Im schlimmsten Fall droht die Privatinsolvenz. Nach einer Vereinbarung mit den Gläubigern vor Gericht gilt in der Regel dann eine sechsjährige Wohlverhaltensfrist, in der ein Anteil der Schulden getilgt werden muss. Danach ist der Verbraucher wieder schuldenfrei. Die EU sieht nun eine nur dreijährige Frist vor. Das ist in Deutschland aber noch nicht als Gesetz umgesetzt worden. VZ-Experte Zerhusen plädiert angesichts der jüngsten Entwicklung für eine schnelle Regelung im Sinne der Verbraucher.

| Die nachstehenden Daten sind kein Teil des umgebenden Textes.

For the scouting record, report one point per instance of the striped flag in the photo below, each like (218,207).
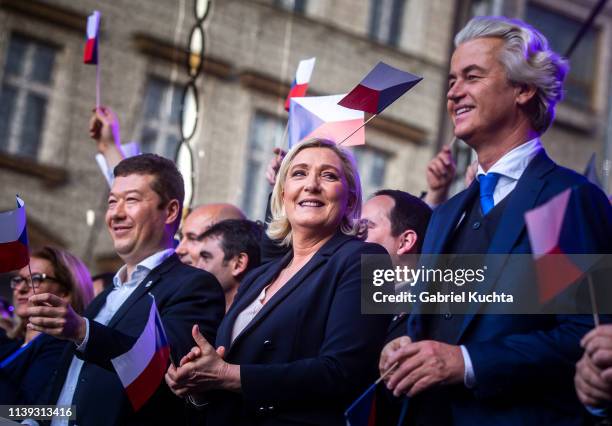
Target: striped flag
(142,368)
(90,55)
(14,252)
(300,83)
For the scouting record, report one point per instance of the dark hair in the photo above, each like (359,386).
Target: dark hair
(409,212)
(238,236)
(167,183)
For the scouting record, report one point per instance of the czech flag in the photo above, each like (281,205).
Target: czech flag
(14,252)
(90,55)
(300,83)
(142,368)
(380,88)
(561,256)
(362,411)
(322,117)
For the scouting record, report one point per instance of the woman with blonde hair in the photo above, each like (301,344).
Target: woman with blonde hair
(32,355)
(294,347)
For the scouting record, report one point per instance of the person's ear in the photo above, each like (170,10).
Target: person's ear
(407,241)
(172,211)
(239,264)
(525,93)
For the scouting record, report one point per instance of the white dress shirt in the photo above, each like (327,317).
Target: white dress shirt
(124,286)
(510,168)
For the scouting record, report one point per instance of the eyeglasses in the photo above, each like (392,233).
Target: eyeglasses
(35,282)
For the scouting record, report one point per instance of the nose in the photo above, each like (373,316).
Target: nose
(455,92)
(312,183)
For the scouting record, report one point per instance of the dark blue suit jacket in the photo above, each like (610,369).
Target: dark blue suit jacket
(184,296)
(523,364)
(23,379)
(309,351)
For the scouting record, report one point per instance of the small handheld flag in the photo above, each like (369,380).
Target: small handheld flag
(382,86)
(142,368)
(322,117)
(14,252)
(300,83)
(90,55)
(559,258)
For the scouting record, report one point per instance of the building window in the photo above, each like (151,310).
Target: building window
(266,133)
(386,20)
(298,6)
(159,125)
(560,32)
(24,95)
(372,165)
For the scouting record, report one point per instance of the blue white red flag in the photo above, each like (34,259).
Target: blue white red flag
(14,253)
(382,86)
(142,368)
(322,117)
(362,411)
(300,83)
(90,55)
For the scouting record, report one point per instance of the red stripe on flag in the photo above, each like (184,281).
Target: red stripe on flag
(555,272)
(145,385)
(297,91)
(89,56)
(13,255)
(372,417)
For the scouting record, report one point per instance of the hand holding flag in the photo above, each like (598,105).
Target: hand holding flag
(54,316)
(203,369)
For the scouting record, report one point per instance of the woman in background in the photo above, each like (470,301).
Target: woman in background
(25,365)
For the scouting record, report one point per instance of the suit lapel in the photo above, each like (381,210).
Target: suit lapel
(445,220)
(144,287)
(313,264)
(523,198)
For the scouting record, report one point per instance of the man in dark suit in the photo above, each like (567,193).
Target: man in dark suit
(144,210)
(504,83)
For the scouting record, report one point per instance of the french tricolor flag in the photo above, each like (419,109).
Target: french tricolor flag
(558,250)
(90,55)
(14,252)
(300,83)
(142,368)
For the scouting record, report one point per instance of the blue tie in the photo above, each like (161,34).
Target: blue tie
(487,186)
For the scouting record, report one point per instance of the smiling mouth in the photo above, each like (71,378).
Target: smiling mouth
(311,203)
(462,110)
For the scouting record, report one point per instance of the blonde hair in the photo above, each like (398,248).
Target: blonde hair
(279,227)
(72,273)
(527,59)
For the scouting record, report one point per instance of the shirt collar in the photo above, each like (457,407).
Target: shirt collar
(142,268)
(513,163)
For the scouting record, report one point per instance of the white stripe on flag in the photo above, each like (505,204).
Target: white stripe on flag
(304,71)
(132,363)
(12,223)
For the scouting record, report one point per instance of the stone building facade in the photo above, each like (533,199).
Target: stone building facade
(251,50)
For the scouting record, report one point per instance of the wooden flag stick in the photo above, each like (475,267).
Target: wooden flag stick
(31,280)
(386,373)
(357,129)
(593,300)
(98,83)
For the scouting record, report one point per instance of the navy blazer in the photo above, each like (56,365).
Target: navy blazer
(22,380)
(523,364)
(309,351)
(184,296)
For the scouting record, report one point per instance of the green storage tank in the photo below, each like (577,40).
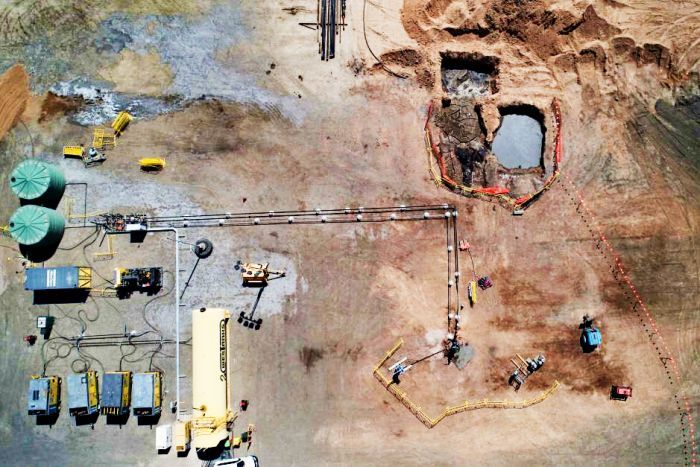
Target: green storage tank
(38,182)
(37,226)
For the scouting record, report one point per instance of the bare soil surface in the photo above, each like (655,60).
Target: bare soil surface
(299,134)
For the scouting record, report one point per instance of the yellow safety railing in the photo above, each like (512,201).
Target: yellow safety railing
(429,421)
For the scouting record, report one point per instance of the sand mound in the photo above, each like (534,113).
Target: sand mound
(14,92)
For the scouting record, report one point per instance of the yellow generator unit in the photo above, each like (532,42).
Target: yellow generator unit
(152,164)
(83,394)
(44,395)
(147,397)
(211,403)
(121,122)
(116,393)
(74,151)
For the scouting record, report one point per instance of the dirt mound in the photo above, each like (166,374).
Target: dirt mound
(14,92)
(58,105)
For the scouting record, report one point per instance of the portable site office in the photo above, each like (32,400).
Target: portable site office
(83,394)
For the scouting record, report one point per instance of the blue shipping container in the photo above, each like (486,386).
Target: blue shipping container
(65,277)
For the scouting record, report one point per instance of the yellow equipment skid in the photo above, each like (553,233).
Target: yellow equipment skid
(121,122)
(472,292)
(73,151)
(152,164)
(103,140)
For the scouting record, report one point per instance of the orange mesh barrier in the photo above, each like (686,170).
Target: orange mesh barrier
(499,194)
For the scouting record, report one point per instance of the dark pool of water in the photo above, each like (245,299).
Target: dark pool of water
(518,142)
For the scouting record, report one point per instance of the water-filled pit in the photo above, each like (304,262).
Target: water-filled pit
(519,141)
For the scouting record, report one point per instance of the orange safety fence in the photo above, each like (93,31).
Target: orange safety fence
(497,193)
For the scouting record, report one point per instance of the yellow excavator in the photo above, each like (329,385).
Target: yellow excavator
(257,274)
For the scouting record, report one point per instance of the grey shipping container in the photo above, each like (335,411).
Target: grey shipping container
(65,277)
(83,394)
(146,393)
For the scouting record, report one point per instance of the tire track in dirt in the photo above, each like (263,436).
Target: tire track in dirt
(14,93)
(631,294)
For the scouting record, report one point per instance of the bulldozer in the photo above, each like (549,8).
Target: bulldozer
(257,274)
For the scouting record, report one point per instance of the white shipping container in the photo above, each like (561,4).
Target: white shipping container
(164,437)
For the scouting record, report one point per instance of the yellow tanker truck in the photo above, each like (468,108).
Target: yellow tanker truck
(211,393)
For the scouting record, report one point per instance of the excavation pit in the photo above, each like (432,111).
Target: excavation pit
(519,141)
(468,75)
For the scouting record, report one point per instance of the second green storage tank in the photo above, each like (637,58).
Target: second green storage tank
(38,182)
(37,226)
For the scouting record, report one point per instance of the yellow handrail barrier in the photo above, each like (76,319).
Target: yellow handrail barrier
(430,422)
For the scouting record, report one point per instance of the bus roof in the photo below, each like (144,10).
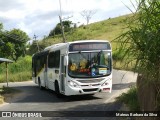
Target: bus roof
(79,41)
(67,43)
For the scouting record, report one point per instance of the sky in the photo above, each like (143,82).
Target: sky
(39,17)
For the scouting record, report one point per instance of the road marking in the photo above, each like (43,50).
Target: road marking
(112,98)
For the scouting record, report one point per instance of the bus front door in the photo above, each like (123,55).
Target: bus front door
(62,74)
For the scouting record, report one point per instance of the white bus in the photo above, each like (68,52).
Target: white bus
(74,68)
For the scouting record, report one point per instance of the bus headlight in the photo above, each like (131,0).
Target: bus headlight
(106,83)
(73,84)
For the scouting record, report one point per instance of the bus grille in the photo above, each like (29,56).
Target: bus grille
(90,90)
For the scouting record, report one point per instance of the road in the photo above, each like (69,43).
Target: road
(33,99)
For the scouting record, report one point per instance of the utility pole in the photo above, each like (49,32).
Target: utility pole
(35,37)
(60,18)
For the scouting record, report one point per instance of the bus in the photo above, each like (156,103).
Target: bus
(74,68)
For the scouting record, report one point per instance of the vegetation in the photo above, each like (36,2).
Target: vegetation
(130,99)
(18,71)
(140,46)
(13,43)
(6,90)
(57,30)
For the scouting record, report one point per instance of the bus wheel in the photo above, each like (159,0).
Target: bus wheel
(59,95)
(39,84)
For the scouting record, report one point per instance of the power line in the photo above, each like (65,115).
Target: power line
(12,36)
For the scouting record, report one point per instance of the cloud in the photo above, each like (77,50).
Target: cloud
(40,16)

Seine Rechnungen nicht zu begleichen, hat oft noch eine andere negative Folge in Form eines Eintrags bei der Auskunftei Schufa. Damit sinkt die Bonität, und es wird schwieriger, Darlehen oder Mobilfunkverträge zu bekommen. Doch die Schufa beruhigt zunächst einmal. Wichtig sei es, Zahlungsschwierigkeiten zeitnah dem jeweiligen Unternehmen zu melden und geltend zu machen, dass man wegen der Corona-Pandemie nicht zahlen kann, erläutert Sprecher Ingo Koch. Wenn es um Waren oder Leistungen des täglichen Bedarfs geht, könne die Forderung gestundet werden. „Ist eine Zahlung gestundet oder aufgeschoben, wird dies bei uns auch nicht als Zahlungsstörung behandelt", versichert er.